I have added features from credits' domain. There are features with nonlinear interaction: income ~ credit amount (payment rate - become the most important feature in LGBM, income over credit etc). Time features: (e.g. DAYS_EMPLOYED / DAYS_BIRTH - days worked by 1 day of life). Crossed features: (e.g. AMT_INCOME_TOTAL/ DAYS_BIRTH - income by each day of life). Next, I have created polynomial features with degree 3, which boosted the performance. Other categorical and numerical features were aggregated and statistics have been calculated. Other data in dataset has deep connections for example: bureau_balance connected to bureau which is connected to application. Thus, I did few levels of aggregation. In case of bureau, I first calculated sum, and mean for each status in bureau_balance and then merged with bureau and applied the second level aggregation (now numeric and categorical) by bureau ID. The same deep aggregation I applied to other tables. Numeric data aggregations includes count, mean, sum, std, min, max statistics.

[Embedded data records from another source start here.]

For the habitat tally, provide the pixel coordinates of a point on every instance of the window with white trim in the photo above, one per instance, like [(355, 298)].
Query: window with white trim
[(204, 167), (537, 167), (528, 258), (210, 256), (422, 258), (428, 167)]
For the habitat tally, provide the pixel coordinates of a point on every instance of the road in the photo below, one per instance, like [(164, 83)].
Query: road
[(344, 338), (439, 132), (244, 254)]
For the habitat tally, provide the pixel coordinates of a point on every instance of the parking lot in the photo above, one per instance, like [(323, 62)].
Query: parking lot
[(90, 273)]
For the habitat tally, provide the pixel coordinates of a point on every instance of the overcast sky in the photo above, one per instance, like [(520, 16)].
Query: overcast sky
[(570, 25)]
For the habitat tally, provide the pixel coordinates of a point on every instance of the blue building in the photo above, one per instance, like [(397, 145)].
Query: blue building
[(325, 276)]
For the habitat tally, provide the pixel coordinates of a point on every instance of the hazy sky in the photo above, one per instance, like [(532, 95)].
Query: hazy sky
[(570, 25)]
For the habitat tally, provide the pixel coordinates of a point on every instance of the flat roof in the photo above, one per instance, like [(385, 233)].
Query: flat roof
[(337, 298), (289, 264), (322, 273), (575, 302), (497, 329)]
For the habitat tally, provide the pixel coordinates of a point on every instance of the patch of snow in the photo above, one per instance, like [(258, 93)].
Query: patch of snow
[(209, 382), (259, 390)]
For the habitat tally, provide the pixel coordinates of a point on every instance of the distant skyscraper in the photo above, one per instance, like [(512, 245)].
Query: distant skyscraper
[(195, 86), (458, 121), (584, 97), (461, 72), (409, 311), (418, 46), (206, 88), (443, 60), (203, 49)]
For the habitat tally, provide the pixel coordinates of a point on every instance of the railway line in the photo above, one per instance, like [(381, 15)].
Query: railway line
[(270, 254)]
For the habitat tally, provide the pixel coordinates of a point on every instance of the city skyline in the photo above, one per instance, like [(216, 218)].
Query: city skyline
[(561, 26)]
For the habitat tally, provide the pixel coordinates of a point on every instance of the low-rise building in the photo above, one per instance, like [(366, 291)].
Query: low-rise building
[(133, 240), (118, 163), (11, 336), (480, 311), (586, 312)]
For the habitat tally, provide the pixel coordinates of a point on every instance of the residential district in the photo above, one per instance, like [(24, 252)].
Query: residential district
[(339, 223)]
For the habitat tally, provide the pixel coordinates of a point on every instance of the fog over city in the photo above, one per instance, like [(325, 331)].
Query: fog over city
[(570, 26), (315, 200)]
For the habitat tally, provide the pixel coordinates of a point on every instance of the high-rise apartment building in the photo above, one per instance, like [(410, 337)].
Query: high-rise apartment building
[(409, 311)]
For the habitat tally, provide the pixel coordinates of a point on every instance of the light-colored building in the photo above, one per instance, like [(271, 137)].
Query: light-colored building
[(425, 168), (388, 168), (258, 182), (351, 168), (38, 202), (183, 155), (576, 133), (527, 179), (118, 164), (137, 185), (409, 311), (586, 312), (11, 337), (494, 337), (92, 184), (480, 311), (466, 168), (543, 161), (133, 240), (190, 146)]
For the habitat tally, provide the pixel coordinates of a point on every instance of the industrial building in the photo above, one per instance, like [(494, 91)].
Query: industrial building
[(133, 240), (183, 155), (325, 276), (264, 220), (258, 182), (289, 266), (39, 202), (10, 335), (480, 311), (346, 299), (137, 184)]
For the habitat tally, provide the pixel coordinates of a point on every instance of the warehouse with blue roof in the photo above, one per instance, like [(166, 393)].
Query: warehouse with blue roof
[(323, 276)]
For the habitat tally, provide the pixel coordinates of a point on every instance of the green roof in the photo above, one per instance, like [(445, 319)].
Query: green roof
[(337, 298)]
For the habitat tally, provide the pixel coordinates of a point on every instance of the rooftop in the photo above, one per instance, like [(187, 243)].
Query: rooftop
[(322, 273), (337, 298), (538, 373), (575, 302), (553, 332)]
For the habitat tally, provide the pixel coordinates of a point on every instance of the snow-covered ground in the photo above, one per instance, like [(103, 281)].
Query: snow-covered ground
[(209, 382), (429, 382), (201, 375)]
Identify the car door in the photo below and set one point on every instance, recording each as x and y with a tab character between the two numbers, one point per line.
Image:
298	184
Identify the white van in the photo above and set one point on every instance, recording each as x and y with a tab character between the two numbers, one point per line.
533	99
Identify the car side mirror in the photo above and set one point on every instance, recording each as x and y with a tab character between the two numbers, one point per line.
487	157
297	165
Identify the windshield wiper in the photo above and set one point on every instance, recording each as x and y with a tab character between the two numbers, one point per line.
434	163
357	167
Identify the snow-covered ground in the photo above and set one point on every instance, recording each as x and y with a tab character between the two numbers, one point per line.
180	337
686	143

In addition, the more advanced features were created. I decided to take into account not only frequencies of statuses but the longest runs of statuses (for example: CCCCXXCXXX - C=4, X=3). Moreover, the pairs of statuses in sequence may be important, so I calculated frequencies of CX, C0, XC, X1 etc. Since there are many such information, for each loan ID, I calculated regular statistics: mean, median, skew, std etc. I got around 500 features from statuses which gives us increase in around 0.003 without dimension reduction.
I started from logistic regression which gave me lower bound score on "application" and "bureau" dataset features. I decided to move to decision trees algorithms. I tested two algorithms based on decision trees: CatBost and Light GBM. The performance of LGBM was slightly better 0.771 against 0.768 (accuracy) and these two results were much better than performance of logistic regression.